Jeff subió un poco más la mano y tocó la seda húmeda. Pamela soltó un gemido cuando él le presionó despacio el sexo; ella arqueó el cuerpo hacia atrás, contra el respaldo del asiento de cuero. Jeff retiró la mano despacio, dejando que la punta de sus dedos rozaran ligeramente su pierna.

—¿Quieres dar un paseo? —le preguntó, y ella asintió con la cabeza. La tomó de la mano, la sacó del vagón panorámico y la condujo hacia la parte posterior del tren. Se detuvieron entre el coche salón y el comedor y, manteniendo juntos un precario equilibrio en la oscilante plataforma metálica, se besaron. El viento que entraba a raudales por la ventanilla abierta era al menos quince grados más frío que esa mañana, cuando salieron de Vancouver, y Pamela tembló en sus brazos.

El coche dormitorio estaba vacío; al parecer, todo el mundo se había ido al coche comedor o al vagón panorámico, a disfrutar de las vistas. Una vez dentro de su cabina doble, Jeff bajó una de las camas abatibles y Pamela tendió la mano para bajar la persiana. Jeff se lo impidió y la atrajo hacia sí.

—Dejémonos inspirar por el paisaje —le dijo. Ella se resistió y repuso, provocativa:

—Si no bajamos la persiana, formaremos parte del paisaje.

—Los únicos que van a vernos son los pájaros y algún que otro ciervo. Quiero verte al sol.

Pamela se apartó de él. Contra un fondo de ríos alimentados por el deshielo y unos precipicios glaciales, se desabrochó la blusa y se la quitó. Tiró de la hebilla del cinturón de la falda y la prenda cayó al suelo sin hacer ruido.

—¿Por qué no miras el paisaje? —le preguntó con una sonrisa.

—Lo estoy mirando.

Se quitó el resto de la ropa y se quedó desnuda ante la naturaleza silvestre que pasaba velozmente. Mientras se desvestía, Jeff recorrió con mirada ansiosa aquel cuerpo, se acercó, se unió a ella y la apretó con urgencia contra la silla que había al lado de la ventana abierta, mientras sol de la tarde les iluminaba las caras y las ruedas retumbaban en las vías acunándolos con su ritmo constante.

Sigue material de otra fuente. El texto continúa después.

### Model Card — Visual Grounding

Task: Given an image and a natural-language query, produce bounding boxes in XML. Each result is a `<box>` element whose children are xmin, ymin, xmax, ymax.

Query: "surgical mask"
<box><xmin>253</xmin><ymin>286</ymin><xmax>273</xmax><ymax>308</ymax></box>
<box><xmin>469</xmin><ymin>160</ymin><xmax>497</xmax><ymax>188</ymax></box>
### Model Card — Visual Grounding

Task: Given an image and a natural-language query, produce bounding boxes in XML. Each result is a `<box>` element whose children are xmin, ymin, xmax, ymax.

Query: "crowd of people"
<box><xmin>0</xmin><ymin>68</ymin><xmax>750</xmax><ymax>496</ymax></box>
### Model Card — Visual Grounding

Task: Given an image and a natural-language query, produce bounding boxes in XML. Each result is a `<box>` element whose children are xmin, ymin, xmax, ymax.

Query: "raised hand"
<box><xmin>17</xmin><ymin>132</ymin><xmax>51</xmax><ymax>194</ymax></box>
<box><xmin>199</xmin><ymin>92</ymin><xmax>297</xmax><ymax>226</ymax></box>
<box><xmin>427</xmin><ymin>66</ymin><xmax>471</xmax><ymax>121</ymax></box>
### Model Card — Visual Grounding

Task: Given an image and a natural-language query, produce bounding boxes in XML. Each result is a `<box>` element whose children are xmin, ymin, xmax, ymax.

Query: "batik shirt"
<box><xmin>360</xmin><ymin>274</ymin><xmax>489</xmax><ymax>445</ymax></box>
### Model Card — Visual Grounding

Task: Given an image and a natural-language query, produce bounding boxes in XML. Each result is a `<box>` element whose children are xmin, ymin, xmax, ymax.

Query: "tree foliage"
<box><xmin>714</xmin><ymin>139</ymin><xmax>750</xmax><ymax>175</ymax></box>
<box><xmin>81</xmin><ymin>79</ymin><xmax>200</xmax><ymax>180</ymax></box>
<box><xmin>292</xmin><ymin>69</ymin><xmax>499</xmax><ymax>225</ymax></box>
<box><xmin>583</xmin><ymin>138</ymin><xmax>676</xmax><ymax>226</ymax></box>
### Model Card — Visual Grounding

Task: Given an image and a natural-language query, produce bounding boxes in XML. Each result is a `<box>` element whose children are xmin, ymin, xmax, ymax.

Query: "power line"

El tren tardó cuatro días y cuatro noches en llegar a Montreal; una semana más tarde, volvieron a hacer el viaje de vuelta al oeste.

—¿Qué me dices de la Edad Media? —inquirió Pamela—. Imagínate lo que habría sido, repetir una y otra vez lo mismo en ese ambiente.

—La Edad Media no fue tan terrible como cree la mayoría. Sigo pensando que una guerra y los años anteriores a ella, habrían sido algo mucho peor; imagínate tener que volver siempre a la Alemania de 1939.

—Al menos podrías haberte marchado, a Estados Unidos por ejemplo, donde estarías a salvo.

—No si eras judío. ¿Y si ya estuvieras en Auschwitz?